A “Absorção do Pós-Venda” é um conceito fundamental no negócio, tanto para montadoras, quanto para as concessionárias. Administrar esse ativo requer competência e depende da previsibilidade do futuro da própria marca. Como exemplo, pense em um empresário que comprou uma concessionária Ford automóveis há três anos, sem analisar a “desconstrução” do fundo de comércio da marca, coisa que a linha de participação de mercado já vinha sinalizando, claramente, desde de 2012. Agora, imagine que ele tenha pago ágio pela “marca” e apostado na rentabilidade futura do pós-venda para bancar os custos fixos da operação. Bem, uma adequada análise não o teria levado a tal investimento – ver gráfico ao final deste artigo.
Para as montadoras, conquistar ou perder “market share” impacta diretamente no Fundo de Comércio, na imagem de marca e no valor de revenda dos veículos usados. Quanto às redes de concessionárias, elas se beneficiam com o aumento do parque circulante, o que viabilizará ações de absorção do pós-venda. Se a rede for bem administrada pela montadora é inevitável o fortalecimento do canal de distribuição. Rede forte, marca forte.
Ainda vale a pena comprar uma concessionária de veículos?

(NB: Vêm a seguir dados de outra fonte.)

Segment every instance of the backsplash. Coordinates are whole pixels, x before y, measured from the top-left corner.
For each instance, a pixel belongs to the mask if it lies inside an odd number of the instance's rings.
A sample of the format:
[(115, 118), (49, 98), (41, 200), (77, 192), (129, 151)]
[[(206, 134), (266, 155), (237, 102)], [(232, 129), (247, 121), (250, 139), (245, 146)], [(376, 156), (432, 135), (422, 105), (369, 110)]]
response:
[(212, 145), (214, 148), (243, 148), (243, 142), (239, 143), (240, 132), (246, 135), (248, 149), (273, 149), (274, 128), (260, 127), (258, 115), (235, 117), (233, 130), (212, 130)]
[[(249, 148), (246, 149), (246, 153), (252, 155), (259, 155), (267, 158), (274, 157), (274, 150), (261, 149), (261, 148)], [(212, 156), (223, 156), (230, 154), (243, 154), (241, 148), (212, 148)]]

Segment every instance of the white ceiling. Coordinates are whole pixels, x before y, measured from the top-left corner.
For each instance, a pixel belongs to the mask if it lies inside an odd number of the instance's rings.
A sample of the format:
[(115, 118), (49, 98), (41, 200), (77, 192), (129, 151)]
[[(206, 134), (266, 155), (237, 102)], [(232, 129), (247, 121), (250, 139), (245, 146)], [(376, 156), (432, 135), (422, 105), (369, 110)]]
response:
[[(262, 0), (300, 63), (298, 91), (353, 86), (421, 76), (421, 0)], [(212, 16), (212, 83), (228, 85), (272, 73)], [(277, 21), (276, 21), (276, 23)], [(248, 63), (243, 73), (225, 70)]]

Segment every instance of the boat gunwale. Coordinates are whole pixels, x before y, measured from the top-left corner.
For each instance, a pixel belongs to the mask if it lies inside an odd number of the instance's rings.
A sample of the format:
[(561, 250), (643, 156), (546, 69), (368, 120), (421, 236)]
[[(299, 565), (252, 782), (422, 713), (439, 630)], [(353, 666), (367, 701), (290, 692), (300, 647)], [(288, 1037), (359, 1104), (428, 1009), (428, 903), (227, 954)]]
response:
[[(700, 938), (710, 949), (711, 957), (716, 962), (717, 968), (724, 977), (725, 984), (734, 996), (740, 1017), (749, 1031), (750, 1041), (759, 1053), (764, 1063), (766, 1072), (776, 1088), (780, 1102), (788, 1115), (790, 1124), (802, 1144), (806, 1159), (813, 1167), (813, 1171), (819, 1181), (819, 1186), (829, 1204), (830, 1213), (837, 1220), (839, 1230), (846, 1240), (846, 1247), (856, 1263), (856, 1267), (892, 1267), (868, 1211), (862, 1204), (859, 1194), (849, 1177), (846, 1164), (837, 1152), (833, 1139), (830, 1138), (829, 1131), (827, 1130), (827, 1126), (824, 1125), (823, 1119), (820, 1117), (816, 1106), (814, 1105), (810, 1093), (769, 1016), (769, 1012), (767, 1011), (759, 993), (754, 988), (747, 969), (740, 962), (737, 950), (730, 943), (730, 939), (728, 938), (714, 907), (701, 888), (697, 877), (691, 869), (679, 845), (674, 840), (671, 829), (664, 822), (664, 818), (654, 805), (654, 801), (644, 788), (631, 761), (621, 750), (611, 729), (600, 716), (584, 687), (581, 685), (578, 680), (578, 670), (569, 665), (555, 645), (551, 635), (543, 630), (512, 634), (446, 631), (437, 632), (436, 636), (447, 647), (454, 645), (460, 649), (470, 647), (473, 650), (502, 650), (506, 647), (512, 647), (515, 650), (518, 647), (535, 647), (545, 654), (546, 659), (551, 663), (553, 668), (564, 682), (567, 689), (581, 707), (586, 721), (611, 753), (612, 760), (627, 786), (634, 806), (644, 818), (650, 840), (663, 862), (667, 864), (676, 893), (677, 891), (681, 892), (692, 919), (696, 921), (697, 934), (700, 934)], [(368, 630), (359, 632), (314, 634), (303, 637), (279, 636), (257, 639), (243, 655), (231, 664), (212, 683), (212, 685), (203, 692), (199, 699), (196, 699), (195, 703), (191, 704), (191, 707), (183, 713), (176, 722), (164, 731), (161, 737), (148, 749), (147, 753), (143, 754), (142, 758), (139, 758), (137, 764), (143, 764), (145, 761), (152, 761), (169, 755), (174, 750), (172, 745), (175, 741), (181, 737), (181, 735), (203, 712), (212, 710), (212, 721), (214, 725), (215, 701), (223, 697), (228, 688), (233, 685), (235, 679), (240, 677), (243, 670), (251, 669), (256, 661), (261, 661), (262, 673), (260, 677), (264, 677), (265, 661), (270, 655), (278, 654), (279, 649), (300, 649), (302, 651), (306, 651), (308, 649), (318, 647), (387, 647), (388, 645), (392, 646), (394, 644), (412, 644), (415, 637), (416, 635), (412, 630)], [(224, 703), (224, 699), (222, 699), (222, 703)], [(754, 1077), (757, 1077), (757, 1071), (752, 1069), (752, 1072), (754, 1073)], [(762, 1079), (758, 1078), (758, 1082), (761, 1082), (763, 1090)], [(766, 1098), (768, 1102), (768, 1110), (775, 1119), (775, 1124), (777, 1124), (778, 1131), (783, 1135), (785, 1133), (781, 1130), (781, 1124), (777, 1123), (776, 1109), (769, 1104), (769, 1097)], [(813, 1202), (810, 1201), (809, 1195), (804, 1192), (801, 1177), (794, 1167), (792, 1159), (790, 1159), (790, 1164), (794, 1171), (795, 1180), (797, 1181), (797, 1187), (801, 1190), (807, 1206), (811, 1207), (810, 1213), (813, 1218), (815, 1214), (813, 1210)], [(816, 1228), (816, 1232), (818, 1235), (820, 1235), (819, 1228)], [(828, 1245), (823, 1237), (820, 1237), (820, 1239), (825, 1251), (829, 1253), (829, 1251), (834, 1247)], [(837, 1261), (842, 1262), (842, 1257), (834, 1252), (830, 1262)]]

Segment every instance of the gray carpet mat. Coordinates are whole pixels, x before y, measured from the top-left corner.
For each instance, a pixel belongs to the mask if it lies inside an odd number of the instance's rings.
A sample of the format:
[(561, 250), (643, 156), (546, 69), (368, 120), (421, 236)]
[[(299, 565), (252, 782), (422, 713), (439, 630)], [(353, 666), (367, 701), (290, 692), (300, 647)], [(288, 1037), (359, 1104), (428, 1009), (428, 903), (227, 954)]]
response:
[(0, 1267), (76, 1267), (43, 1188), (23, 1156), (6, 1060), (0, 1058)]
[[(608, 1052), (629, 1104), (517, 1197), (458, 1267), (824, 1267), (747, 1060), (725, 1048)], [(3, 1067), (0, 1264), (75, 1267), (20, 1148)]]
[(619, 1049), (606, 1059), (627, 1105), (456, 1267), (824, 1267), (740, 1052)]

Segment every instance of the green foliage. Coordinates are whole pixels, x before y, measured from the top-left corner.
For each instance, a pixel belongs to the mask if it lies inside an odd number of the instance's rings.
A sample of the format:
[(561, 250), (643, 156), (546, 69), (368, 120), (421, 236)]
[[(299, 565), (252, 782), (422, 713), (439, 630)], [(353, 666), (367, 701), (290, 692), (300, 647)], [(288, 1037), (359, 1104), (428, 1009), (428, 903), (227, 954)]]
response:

Se você já atua no mercado de distribuição de veículos e possui uma boa dose de resiliência, a resposta é sim! Apesar dos altos e baixos da economia, que sempre existiram, o mercado automobilístico brasileiro continuará em crescimento por muito tempo e acompanhará a chegada das novas tendências tecnológicas. As redes de concessionárias construíram o parque circulante que temos hoje, passaram por vinte crises nos últimos quarenta anos e continuarão fazendo parte das novas formas de relacionamento com os consumidores. Contudo, se você não é do ramo e pretende entrar nele, recomendo cuidado, cautela e muito estudo. Capital intensivo com rentabilidade variável, sujeito ao humor dos representantes da fabricante; esse negócio pode causar dores de estômago, mas também, dar muitas alegrias.
Há um processo contínuo de consolidação de algumas redes e quando uma concessionária é colocada à venda a lista de interessados é enorme, geralmente investidores que já fazem parte da própria rede. Esse cenário não é realidade para todas as marcas, principalmente para aquelas com “market share” muito baixo e futuro incerto.
Conquistar espaço no mercado, no Brasil, é função da capilaridade, rede capitalizada, produto adequado, pós-venda estruturado, imagem de marca, atitude comercial, inteligência de mercado, maturidade de gestão, conhecimento do território, compreensão da cultura e também, um pouco de humildade.
Quanto ao impacto de um único ponto percentual de “market share” no Fundo de Comércio da montadora, para um mercado brasileiro hipotético de três milhões de veículos por ano, poderá representar, segundo cálculos da MA8, até duzentos milhões de dólares por ponto percentual, dependendo da marca, da posição em participação, tradição, histórico, estrutura de rede e do parque circulante.
Em mais de trinta e cinco anos atuando profissionalmente nessa área, participei em dezenas de projetos de compra e venda de concessionárias de veículos e na maioria dos casos, os elementos levados em consideração nas avaliações assumiram características específicas e não-repetitivas, seja por imagem da marca, desempenho em participação de mercado, fundo de comércio, mix de produtos, áreas de atuação, capital exigido, governança empresarial, planos de sucessão e outros não menos importantes.
Por fim, não se esqueça, a rede de concessionárias é o espelho da montadora e as pressões da matriz na gestão local, inevitavelmente, serão repassadas em cascata. Política, diplomacia e formalização, são três termos fundamentais que abrem o primeiro capítulo do livro: “como se relacionar bem com a montadora, ser respeitado e não perder os seus direitos”.